You should mark up the book as much as you want. Write the date and location of sightings to help remember each species. Use a highlighter or add colored stickers to draw attention to the species that are most frequently seen in your area and help familiarize yourself with both the book and those birds.
Even though field guides include range maps showing which species might occur in your area, you can obtain much more detailed information from a local checklist or regional guide. Study this and mark in your field guide the species you'll be most likely to see.
Finding More Information
Allow birding to take you in other directions. Browsing technical journals can provide insights and bits of information that will help you to understand the birds and their identification. The more you learn about a bird and its habits, the better you will be at identifying that species the next time you see it.
As a bird-watcher, you should include at least one field guide in your library, and most of us find that over time we accumulate many books about birds. The second book in your library should be a guide to the status and distribution of birds in your local area; such books exist now for virtually every part of North America.

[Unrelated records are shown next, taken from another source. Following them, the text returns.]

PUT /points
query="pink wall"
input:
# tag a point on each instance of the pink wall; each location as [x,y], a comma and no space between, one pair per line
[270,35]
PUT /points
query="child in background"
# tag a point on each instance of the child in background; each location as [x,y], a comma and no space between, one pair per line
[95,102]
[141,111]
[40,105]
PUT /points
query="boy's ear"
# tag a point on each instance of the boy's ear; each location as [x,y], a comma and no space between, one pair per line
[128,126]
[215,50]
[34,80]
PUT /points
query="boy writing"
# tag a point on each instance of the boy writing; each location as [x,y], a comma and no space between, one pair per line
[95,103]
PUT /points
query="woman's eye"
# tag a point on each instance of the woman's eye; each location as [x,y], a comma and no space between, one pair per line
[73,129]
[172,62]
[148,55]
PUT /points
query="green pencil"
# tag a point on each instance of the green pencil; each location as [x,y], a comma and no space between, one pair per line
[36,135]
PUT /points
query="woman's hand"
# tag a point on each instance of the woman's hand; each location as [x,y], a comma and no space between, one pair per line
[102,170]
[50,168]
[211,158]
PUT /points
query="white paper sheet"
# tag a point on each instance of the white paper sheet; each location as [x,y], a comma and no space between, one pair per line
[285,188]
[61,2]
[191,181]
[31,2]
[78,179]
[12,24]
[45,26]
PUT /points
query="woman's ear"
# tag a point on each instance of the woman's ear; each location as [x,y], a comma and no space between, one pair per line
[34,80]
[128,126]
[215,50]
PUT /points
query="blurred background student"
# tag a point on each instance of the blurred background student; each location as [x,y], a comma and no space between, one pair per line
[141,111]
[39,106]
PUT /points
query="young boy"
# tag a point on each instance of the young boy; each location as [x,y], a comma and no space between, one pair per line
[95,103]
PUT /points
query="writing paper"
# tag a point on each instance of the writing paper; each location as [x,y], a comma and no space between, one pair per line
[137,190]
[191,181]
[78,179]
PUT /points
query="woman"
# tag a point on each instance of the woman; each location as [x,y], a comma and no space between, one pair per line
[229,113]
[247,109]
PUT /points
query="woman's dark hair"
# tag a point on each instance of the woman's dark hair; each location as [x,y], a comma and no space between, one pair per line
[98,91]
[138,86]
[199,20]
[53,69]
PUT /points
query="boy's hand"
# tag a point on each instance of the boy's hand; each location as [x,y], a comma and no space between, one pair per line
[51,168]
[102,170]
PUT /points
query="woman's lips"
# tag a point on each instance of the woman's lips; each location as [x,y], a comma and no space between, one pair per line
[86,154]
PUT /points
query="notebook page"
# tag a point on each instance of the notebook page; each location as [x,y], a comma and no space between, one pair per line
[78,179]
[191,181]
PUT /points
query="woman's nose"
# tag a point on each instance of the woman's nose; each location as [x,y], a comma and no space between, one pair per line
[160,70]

Allow your curiosity about birds to take you in other directions. There are literally hundreds of books about birds and every aspect of bird life. Remember that every bit of information you learn about a bird and its habits will help you to understand and identify that species in the field. Technical journals for ornithologists, such as the Auk, Condor, and Wilson Bulletin, provide fascinating reading for the motivated birder. Less technical journals catering to birders include Birding (the journal of the American Birding Association), Birder's Journal, and Western Birds, among others.
Comprehensive references such as the Birds of North America series, the Handbook of Birds of the World series, and Arthur C. Bent's Life Histories of North American Birds series provide detailed information about the natural history of the birds. For a more general overview of this topic try the Sibley Guide to Bird Life and Behavior.
For details about plumages, molt, subspecies, and other identification issues, the Identification Guide to North American Birds, by Peter Pyle, is an excellent reference. Many specialized books have been published recently on the identification and natural history of single families of birds, and more information is constantly being published. Yet even with all of this there are still questions that you will have to answer for yourself, and the path to increased knowledge involves both book study and field experience.
2. Finding Birds
One of the things that makes bird-watching exciting is that the birds are so mobile. You never know what you will see, whether you are going for a walk around the block or into a wilderness area. Similarly, the bird you see might be in view for only a few seconds before it flies off to some unknown place, and many species are simply elusive and secretive, reluctant to show themselves at all. To see birds you must be constantly alert, watching and listening all around.
* Move quietly: Birds are not necessarily disturbed by noises, but you may be distracted by them. Often the first clue to a bird's presence is some small rustling of leaves or soft call notes. Any noise or distraction, such as conversation or swishing clothing, can prevent you from noticing these signs.